After defining the abstraction, we associate abstract semantics with the statements in kernels, computable at compile-time, that preserve the abstraction. We then present our algorithm to execute kernels abstractly and identify global array accesses which can potentially be uncoalesced. Finally, we describe our implementation for the analysis.

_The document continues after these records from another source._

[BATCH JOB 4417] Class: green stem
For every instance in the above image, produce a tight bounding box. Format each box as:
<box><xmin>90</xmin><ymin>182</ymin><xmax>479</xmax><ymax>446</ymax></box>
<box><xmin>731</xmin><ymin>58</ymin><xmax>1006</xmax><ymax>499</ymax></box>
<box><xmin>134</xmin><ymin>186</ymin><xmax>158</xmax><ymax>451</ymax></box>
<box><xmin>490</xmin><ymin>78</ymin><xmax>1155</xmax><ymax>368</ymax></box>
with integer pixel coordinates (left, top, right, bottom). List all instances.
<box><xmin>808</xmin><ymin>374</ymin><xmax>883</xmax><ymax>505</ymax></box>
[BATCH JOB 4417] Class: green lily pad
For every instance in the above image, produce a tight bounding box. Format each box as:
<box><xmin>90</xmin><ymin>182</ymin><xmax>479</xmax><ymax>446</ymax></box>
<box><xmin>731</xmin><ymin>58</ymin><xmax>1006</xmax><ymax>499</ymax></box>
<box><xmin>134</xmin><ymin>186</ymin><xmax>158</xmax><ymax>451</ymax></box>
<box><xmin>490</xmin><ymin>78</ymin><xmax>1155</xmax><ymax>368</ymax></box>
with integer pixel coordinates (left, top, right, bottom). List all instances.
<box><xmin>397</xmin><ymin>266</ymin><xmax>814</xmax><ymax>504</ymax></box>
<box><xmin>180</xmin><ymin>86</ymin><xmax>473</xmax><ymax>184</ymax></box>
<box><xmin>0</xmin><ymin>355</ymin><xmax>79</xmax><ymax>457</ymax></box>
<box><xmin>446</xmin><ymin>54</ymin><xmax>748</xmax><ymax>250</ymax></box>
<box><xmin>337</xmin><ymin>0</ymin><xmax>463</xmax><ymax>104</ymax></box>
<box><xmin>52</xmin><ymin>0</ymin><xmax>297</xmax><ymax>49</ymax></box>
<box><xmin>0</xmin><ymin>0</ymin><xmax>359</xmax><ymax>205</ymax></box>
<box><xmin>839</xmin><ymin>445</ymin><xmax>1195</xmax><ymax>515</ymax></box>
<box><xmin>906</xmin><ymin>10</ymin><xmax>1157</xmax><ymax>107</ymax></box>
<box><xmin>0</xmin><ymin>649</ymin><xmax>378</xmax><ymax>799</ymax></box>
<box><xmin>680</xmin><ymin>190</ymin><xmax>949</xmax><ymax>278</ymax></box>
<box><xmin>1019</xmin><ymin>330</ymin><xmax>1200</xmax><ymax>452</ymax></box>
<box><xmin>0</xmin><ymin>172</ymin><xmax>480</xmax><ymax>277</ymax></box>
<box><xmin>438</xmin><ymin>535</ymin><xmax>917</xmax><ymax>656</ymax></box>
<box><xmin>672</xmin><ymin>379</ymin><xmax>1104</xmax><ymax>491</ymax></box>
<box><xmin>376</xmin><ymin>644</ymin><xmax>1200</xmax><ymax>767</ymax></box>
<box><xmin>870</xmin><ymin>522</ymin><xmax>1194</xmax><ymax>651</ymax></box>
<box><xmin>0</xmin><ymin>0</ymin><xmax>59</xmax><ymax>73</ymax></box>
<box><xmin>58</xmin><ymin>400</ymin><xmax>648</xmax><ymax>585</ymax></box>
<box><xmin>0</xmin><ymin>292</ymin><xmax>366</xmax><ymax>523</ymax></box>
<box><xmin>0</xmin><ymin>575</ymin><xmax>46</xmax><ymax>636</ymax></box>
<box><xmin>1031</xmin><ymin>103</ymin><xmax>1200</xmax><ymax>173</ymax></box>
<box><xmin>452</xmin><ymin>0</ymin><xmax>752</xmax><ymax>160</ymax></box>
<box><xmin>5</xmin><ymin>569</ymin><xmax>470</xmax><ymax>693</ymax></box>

Example. Before diving into the details of the analysis, let’s consider the example in Fig. 2a. Our abstraction tracks local variables as a function of \(\mathsf {tid}\). All variables that are independent of \(\mathsf {tid}\) are assigned value 0 in the abstraction. Thus, variables t and N are assigned the value 0 initially (shown in comments). Further, variables y and ty are constructed from \(\mathsf {tid}\)-independent variables, and hence, assigned 0. Next, all variables that are linear function of \(\mathsf {tid}\) with coefficient 1 (i.e. of the form \(\mathsf {tid}+ c\)), are assigned value 1. The variable x is therefore assigned 1. Lastly, all variables that are either non-linear function of \(\mathsf {tid}\) or linear function with possibly greater than one coefficient are assigned \(\top \). Variable xt, for example, is assigned the expression \(N(\mathsf {tid}+ t + 1) + t\), where the coefficient for \(\mathsf {tid}\) is N. Since N can be greater than one, xt is assigned \(\top \). Similarly, variable xy is assigned \(\top \). Now, global array accesses where the index variable has value \(\top \), are flagged as uncoalesced. Hence, accesses A[xy] and M[xt] are flagged as uncoalesced. Note that in the fixed kernel in Fig. 2b, none of the index variables are \(\top \), and hence, none of the accesses are flagged as uncoalesced.

4.1 Abstraction

We now formally define our abstraction. Let \(\alpha (\)) be the abstraction function. The abstraction of state \(\hat{\sigma }\) only tracks values of local scalar variables. We observe that indirect indexing through arrays is rare for coalesced accesses, and hence we consevatively flag all such accesses as uncoalesced. Further, we use a different abstraction for integer and boolean variables. We assign a single abstract value to each local variable, that tracks its dependency on \(\mathsf {tid}\). For integer variables, we use the set \(\widehat{\mathcal {V}}_{int} = \{ \bot , 0, 1, -1, \top \}\) to abstract values. The value \(\bot \) represents undefined values, while \(\top \) represents all values. The remaining values are defined here. Let l be a local variable.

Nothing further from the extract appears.